I wonder if the logic for the bells is that being nearer the road, they may be more audible to car drivers?!?!
Was the bar above the bell purely for it's protection or for use for towing/securing lines etc?
DVLA liability the common 1995. Unusually states colour silver?
I am guessing that sadly it didn't survive

Added by John D on 14 October 2010.
Hi John
What appears to be a bar above the bell is actually just a step for standing on so you could reach to clean the windscreen without scratching the top of the bumper with your shoes(CCFB was obsessed with cleaning things). The towing eyes were either side of the bell on the chassis extensions which carried the bell mountings. The chrome quarter bumpers were actually just ornamental because they were only attached to the bell mounting and so would fold inwards if bumped. The only other brigsde which I know used this system was Bootle County Borough but I guess there were others.

Added by Ron Kingdon on 16 October 2010.
Hi Ron
Interested in your comment re the appliance's foam system not working. CCFB might have been obsessed with cleaning but I'm willing to hazard a guess that their obsession didn't extend to its in-line / RTP foam systems ! From your comment re "sludge" plus it being the 1970's era, I'm guessing CCFB used an older heavier viscosity protein based type of foam concentrate ? If the proportioner and associated pipework weren't rigorously flushed out after each and every use, trouble was inevitable. Whilst it's not a particularly good comparison but nevertheless highlights what can happen even with modern synthetic concentrates that are meant to be mixed with water, just see the gunge that builds up around the top of the washing up liquid bottle in the kitchen if you don't wipe it regularly ! Leave that long enough and it will go solid .. as did concentrate in a proportioner if it wasn't flushed. Shiny windows, polished bodywork, and blackened tyres ... I've been there mate ... happy days !

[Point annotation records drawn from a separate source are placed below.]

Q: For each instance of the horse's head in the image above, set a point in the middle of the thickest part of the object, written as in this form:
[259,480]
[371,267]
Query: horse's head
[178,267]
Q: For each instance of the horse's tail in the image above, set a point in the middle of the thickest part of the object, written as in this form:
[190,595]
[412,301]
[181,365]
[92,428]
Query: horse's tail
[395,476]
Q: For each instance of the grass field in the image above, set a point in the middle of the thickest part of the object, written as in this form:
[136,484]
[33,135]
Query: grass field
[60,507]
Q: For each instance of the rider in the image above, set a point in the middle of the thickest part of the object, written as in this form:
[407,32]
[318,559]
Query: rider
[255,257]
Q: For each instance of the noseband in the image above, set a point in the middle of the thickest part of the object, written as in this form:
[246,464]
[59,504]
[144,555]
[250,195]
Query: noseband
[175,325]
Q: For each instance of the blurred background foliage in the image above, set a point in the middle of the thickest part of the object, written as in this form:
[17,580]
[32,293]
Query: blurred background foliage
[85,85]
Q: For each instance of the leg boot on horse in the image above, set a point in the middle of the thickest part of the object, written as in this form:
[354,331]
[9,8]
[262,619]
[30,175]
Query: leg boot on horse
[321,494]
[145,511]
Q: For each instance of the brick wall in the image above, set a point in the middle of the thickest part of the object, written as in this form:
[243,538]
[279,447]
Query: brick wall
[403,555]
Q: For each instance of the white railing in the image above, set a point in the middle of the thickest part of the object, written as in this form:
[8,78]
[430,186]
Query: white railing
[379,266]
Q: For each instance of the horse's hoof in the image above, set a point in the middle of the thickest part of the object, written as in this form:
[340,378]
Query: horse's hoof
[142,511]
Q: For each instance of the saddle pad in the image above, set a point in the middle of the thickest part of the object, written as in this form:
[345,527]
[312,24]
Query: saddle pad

Added by Keith Richardson on 17 October 2010.
Hi Keith
You're right of course. The stuff was full organic foam compound (ie liquidised cows) usually stored in sealed five gallon drums. Everybody knew that once the seal was broken the compound had a strictly limited shelf life and would decompose into mud. When we were instructed to fill the brand new 50 gallon tank by decanting foam from our store of 5 gallon drums some of us troublemakers pointed out that the whole system would set solid in a few months which of course it did. When you opened the valve to drop foam compound into the system it was the mud which came through first and not only bunged up the proportioner but the pipework as well.
I'm sure you're not surprised that our station inspections revolved around how shiny the paintwork was.
Thank the Lord those days have gone..........haven't they?

Added by Ron Kingdon on 17 October 2010.
Known in certain circles as "ox blood" foam if my memory serves me right. Once it was decanted it would weld anything solid. Who needs superglue!

Added by Gary Simpson on 18 October 2010.
In the north east of England leek growing is a very popular 'sport' many show growers used foam compound to fertilize the leek trenches so any fireman who had access to opened foam stocks were very popular and was assured free pints at the club !!!!

Added by Barrie Green on 18 October 2010.
This is a truly fantastic site! Not only for fire engine buffs but amateur horticulturists too. Who would have known?

Added by Rob Johnson on 21 June 2014.